Vijay Yadav

Personal information
- Born: 14 March 1967 (age 59) Gonda, Uttar Pradesh
- Batting: Right-handed
- Relations: Amrita (wife)dec. 2006 Sonalika (daughter)dec. 2006

Career statistics
| Competition | Test | ODI |
| Matches | 1 | 19 |
| Runs scored | 30 | 118 |
| Batting average | 30.00 | 11.80 |
| 100s/50s | 0/0 | 0/0 |
| Top score | 30 | 34* |
| Catches/stumpings | 1/2 | 12/7 |
- Source: CricInfo, 4 February 2006

= Vijay Yadav (cricketer) =

Indian cricketer

Vijay Yadav (born 14 March 1967) is a former cricketer. A wicketkeeper and an aggressive lower-order batsman, Yadav played 19 One Day Internationals from 1992 to 1994 and appeared once for India in Test cricket.

== Cricket career ==
A member of Haryana's first class team, Yadav won the Ranji Trophy with them in 1990–91, taking 24 catches and six stumpings in the campaign. The following season he took 25 dismissals and was rewarded by being called into the Indian squad for their tour of South Africa in 1992/93. Despite only touring as an understudy to the established Kiran More, Yadav got to make his ODI debut in a game at Bloemfontein.

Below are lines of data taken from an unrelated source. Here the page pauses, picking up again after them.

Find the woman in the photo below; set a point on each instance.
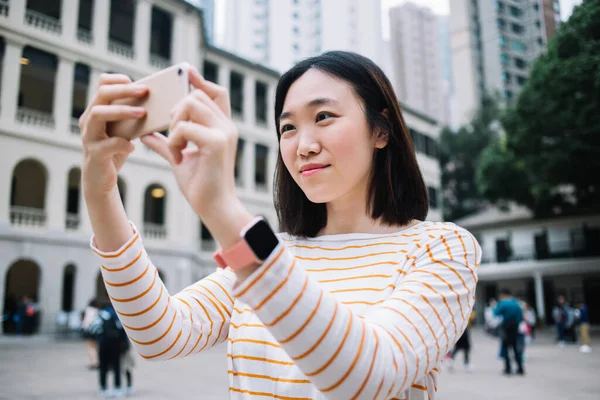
(359, 298)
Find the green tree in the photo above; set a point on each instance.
(459, 158)
(549, 159)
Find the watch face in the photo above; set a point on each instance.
(261, 239)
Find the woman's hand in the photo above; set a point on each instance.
(204, 171)
(103, 156)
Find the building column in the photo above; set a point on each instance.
(16, 11)
(142, 26)
(69, 17)
(100, 24)
(539, 296)
(249, 165)
(63, 95)
(249, 100)
(11, 79)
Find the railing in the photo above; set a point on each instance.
(72, 221)
(155, 231)
(75, 126)
(159, 62)
(121, 49)
(33, 117)
(43, 22)
(85, 36)
(27, 216)
(4, 7)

== International career ==
The only Test match of his career came against Zimbabwe at Delhi. India won the match by an innings and 13 runs with Yadav making 2 stumpings and scoring 30 off 25 balls coming in at number 8.

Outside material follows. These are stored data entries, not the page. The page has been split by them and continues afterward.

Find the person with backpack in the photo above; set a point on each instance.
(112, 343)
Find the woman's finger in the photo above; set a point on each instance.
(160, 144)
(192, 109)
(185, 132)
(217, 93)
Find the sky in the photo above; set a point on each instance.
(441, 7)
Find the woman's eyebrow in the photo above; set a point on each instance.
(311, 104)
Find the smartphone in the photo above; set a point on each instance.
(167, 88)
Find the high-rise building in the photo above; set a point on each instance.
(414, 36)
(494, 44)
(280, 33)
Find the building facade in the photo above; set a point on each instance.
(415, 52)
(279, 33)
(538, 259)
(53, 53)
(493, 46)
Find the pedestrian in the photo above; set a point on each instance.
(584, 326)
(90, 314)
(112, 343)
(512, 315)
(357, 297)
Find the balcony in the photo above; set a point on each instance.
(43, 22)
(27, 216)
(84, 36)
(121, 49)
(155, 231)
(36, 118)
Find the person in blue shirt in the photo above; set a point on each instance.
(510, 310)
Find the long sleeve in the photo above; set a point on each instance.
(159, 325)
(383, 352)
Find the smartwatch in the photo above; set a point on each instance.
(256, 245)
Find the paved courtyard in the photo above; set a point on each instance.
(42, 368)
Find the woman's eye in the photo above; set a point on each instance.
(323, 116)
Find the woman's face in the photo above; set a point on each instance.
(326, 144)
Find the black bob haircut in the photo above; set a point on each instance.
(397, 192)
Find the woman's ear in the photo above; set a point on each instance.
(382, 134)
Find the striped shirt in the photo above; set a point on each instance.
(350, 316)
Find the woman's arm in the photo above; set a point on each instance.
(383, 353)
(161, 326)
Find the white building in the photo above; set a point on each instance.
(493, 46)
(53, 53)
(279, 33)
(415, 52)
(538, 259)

Nayan Mongia soon emerged on the scene and as a result Yadav's international career was over by 1994. In his last ODI innings he was dismissed by Courtney Walsh for a first ball duck.

In April 2006, Yadav was badly injured in a car accident at Faridabad. He lost his 11-year-old daughter in the crash. He was later asked to be the fielding coach of the India A team.

== Personal life ==
Yadav was born on 14 March 1967 in Gonda, Uttar Pradesh.

In May 2022 news came that he is suffering from Kidney failure and in dire need of money for treatment.

Vijay Yadav has been on dialysis for quite sometime now. He has also suffered two heart attack. Since a car accident in 2006, he has been struggling with health issues.